Los libros de la guerra es adictivo aunque resulta algo abrumador. Sobre todo porque Fogwill deja siempre la impresión de que hay un fragmento de saber (científico, político, histórico, estético) que el lector ignora: aunque se declara “completamente ateo”, siempre remite a una forma del más allá. Cuando eso no ocurre y la prosa se serena, el resultado puede ser olímpico y brillante, lo que ocurre especialmente en los retratos de viejos amigos y aún más en los artículos dedicados a otros escritores (Laiseca, Viel Temperley, Girri, Borges).
Hay algo todavía más interesante en Los libros de la guerra, cuyos artículos arrancan a principios de los años ochenta y llegan hasta hoy. Más que a la evolución de un pensamiento, asistimos al mismo pensamiento enfrentado a distintas circunstancias. Esa constancia permite apreciar que Fogwill hizo dos apuestas como intelectual hace veinticinco años y hoy se puede verificar el resultado. Una es literaria o crítica, la otra política o sociológica y todo indica que ganó la primera pero perdió la segunda.

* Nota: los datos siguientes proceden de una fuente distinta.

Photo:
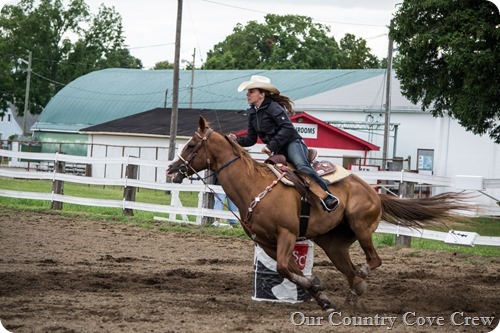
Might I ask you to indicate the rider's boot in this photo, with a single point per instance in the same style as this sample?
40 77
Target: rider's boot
330 202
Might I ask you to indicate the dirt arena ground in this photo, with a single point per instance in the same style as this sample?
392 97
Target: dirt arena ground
61 274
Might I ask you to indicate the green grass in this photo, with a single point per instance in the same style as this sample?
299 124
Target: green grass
484 226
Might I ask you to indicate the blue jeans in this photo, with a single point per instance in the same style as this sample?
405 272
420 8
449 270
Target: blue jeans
296 153
219 206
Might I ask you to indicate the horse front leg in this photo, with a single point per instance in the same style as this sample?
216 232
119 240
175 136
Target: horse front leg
287 268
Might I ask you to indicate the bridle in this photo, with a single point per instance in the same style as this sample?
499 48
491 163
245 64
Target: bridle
183 168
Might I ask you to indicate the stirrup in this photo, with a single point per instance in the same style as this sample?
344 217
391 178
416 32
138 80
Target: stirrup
325 207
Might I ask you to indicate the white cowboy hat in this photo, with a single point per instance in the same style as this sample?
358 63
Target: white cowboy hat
260 82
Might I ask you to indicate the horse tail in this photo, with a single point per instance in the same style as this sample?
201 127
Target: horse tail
417 212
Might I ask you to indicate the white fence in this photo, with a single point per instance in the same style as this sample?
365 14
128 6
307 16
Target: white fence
176 208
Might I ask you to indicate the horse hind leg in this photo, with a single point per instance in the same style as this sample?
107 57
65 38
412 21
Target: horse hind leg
336 245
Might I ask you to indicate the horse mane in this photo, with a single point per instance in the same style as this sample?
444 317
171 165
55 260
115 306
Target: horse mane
251 164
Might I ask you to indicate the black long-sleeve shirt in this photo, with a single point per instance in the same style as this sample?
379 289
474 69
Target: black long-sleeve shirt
271 124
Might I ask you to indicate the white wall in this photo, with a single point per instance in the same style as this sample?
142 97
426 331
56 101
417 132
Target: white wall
9 126
149 148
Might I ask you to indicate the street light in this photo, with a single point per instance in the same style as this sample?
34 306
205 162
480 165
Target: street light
191 63
27 95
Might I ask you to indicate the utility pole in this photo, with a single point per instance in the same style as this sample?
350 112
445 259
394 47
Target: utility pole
192 81
387 122
27 95
175 96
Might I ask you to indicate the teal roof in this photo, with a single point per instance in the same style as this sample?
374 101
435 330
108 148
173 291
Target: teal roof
115 93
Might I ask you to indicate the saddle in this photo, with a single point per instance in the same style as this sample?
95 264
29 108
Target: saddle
289 176
330 172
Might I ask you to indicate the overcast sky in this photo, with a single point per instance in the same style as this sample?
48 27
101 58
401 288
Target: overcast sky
150 25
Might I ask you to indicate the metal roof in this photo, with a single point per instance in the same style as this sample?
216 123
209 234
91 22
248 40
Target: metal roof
109 94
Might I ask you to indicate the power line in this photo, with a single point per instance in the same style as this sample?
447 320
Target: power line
316 19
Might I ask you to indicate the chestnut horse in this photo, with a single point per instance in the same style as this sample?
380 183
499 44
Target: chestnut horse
270 211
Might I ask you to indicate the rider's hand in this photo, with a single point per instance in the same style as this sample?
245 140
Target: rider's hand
267 151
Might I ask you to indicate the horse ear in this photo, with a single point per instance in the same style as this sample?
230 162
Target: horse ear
201 123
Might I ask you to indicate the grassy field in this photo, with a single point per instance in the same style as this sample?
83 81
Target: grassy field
484 226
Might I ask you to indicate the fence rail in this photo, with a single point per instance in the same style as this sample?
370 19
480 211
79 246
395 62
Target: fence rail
175 207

La apuesta ganada es la de haber propiciado o impulsado el descubrimiento de varios nombres que hoy forman parte del canon de la literatura argentina (una enumeración en la página 155 incluye a Laiseca, Perlongher, Aira, Lamborghini, Copi y Viel). Fogwill leyó tempranamente a esos autores y contribuyó a su consagración actual en la academia y la elite de las letras. En cuanto a la apuesta perdida, es la denuncia contra una política cultural que arranca a fines del gobierno militar, se consolida durante el alfonsinismo y continúa hasta el presente. El tema ocupa un buen número de páginas y es una embestida virulenta contra un medio proclive a la obsecuencia y a la adulación. “Hoy vemos la cultura que quedó, esta cultura civil militarizada, ¿no viste que son todos adocenados, militarizados, obedientes, chupamedias, arrastrados ante el ICI o la Fundación Antorchas?”, decía en 1993.
El mundo cultural reconoce el canon de Fogwill, pero pocos aceptan su descripción de ese mismo mundo. Tal vez por eso, los textos que hoy se reconocen como anticipatorios resultan menos novedosos y hasta menos relevantes que los que han quedado a contramano. Tal vez lo que ocurre es que Fogwill ha perdido la primera apuesta y ganado la segunda. Es decir, que en la constitución histórica de un medio en el que predominan los obsecuentes, los acomodados y los sumisos, un medio sin crítica en el que se repite lo que se aprende en las facultades, sea fundamental que ciertos escritores sean considerados semidioses. La lista de Fogwill, ya vieja hoy, sería en ese contexto una clausura funcional al sistema, el reaseguro conservador de funcionarios, catedráticos y editores.
Por razones que no imagino, Fogwill me ha incluido entre los invitados a presentar Los libros de la guerra en el MALBA, un lugar que detesto. Allí, si no ocurre nada extraño, habré de leer anticipadamente esta columna.